Building a highly available, self-healing Postgres cluster is hard. You have to think about things like backups, load balancing across databases, metrics, database hosts changing, storage and correctly sizing all of these services. You also have to ensure that these services are running all the time. You need to consider how to handle version upgrades, security patches and much more.
Crunchy Postgres for Kubernetes was one of the very first operators for Postgres on Kubernetes, and the depth of experience shows in the easy setup and highly resilient architecture. Giving folks the ability to create Postgres clusters with high availability and self-healing built in is the primary goal of the Postgres for Kubernetes team at Crunchy Data; however, we would not be able to do it alone.
Leaning into APIs
Kubernetes has rapidly evolved since the early days, and so has its APIs. The underlying APIs routinely change between versions to enhance new capabilities or to consolidate capabilities. Crunchy Postgres for Kubernetes has evolved alongside the Kubernetes APIs, and you see the culmination of those years of work in the fifth major version of the Postgres Operator.
By using an operator’s API capabilities, teams feel the real power of Kubernetes. These APIs are capable of many tasks like deploying, adding users, recovering from failed health checks, running backups, recovering from backups, etc. When using these APIs, teams start leveling up. CI/CD functions become far more repeatable across teams, deploying staging is an automated instead of a manual process, and as a result every database runs uniformly instead of as an edge case.

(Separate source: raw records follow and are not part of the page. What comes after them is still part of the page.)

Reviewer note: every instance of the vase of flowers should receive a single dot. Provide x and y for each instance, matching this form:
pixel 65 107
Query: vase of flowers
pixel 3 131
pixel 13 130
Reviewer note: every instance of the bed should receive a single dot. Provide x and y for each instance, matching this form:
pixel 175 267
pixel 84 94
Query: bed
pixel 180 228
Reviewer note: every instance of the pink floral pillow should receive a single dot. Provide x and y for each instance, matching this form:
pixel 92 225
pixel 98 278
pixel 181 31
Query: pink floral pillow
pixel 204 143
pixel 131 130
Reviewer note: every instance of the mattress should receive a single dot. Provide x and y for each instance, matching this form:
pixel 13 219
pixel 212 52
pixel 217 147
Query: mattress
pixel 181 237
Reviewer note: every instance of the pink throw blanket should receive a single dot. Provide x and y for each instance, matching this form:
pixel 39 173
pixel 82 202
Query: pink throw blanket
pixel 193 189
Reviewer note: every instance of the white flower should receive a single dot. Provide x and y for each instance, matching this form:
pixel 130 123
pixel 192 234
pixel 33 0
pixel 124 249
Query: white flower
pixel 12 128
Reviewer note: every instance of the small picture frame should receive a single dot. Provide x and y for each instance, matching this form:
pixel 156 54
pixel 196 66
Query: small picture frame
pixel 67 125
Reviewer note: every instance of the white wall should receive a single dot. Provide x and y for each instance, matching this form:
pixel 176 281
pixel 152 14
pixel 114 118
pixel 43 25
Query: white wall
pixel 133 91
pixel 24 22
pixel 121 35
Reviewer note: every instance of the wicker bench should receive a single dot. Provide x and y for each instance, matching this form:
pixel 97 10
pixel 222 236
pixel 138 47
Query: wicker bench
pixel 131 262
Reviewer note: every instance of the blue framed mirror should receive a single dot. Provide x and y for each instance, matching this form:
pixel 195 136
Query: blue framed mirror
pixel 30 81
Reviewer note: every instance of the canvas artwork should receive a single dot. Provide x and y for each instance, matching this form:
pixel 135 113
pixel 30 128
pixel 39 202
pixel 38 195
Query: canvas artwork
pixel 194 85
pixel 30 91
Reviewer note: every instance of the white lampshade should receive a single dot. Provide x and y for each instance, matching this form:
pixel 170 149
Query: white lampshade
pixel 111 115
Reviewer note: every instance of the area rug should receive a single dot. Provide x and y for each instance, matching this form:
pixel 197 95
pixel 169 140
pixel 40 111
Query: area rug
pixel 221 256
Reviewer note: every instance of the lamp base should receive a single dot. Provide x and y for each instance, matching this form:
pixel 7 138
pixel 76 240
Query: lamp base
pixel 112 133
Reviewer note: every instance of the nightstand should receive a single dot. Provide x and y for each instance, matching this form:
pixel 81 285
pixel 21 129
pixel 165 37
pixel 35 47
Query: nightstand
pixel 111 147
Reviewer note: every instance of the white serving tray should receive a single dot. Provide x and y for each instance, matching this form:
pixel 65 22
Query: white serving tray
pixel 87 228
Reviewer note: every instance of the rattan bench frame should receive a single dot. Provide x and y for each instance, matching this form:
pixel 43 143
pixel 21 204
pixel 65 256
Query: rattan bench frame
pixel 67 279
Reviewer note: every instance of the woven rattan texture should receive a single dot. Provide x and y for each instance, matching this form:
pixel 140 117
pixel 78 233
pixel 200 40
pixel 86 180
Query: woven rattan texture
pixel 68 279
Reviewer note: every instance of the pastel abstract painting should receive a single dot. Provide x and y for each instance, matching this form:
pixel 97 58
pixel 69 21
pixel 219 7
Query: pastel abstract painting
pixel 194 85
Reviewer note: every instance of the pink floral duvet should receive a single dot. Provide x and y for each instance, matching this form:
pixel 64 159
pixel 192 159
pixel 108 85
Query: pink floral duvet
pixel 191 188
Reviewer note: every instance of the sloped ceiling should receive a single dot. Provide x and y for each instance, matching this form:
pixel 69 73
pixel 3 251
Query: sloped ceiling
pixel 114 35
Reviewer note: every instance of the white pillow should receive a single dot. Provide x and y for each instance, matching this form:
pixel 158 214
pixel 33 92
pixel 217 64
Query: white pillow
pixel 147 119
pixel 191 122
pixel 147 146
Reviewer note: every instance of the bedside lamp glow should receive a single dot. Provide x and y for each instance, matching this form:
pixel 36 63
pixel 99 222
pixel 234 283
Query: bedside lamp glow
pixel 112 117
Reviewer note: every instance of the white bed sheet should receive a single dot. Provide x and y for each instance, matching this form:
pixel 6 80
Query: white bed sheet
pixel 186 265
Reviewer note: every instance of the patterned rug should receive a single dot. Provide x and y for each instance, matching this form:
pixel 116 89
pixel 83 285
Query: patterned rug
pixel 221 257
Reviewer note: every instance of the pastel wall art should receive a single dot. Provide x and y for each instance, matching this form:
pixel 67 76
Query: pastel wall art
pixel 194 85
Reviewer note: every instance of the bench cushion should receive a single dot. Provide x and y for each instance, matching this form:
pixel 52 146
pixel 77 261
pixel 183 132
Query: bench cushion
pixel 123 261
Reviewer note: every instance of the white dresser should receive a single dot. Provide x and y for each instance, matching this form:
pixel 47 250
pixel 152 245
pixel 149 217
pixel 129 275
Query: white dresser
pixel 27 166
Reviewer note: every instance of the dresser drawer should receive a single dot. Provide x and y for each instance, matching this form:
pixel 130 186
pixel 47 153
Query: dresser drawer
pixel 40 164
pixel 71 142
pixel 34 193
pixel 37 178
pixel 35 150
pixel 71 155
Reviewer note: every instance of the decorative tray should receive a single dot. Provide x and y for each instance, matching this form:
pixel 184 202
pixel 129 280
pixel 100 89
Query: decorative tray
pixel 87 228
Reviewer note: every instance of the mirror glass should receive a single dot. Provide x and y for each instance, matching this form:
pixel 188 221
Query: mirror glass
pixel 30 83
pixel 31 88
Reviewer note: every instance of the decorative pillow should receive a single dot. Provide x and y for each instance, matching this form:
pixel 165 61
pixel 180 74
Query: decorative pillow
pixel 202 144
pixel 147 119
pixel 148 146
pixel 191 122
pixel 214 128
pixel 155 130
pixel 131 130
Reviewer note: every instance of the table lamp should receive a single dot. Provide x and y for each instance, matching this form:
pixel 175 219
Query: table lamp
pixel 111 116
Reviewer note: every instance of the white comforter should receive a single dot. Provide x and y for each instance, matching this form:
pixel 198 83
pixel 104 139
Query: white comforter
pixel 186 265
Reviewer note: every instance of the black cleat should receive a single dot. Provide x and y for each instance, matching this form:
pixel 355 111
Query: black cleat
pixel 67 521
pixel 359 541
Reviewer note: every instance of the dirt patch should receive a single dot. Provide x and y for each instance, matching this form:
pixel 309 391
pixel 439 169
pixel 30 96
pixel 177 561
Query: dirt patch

To empower this functionality, use of the operator must be integrated into many other systems. For example, we have customers with API-level integrations with their tickets systems, deployment systems, analytics teams, marketing teams, operations teams and code repositories. Thus it is essential that Crunchy Postgres for Kubernetes has stable APIs and is supported by a team with compatibility in mind. Deploying an operator with fluid APIs can quickly become a liability at all points of integration.
Looking to the Future
I believe that our initial support of the operator pattern for managing stateful services like Postgres in Kubernetes was a good choice. As Kubernetes has matured, the operator pattern and APIs have evolved to strengthen this method, and our Postgres Operator has matured alongside the community. Early on, we felt a groundswell of support and appreciate the collaboration and community that formed around this idea that we had so many years ago.
We are excited for what we see in the future and for the ideas we have for further maturation of the Operator pattern and implementation of that pattern.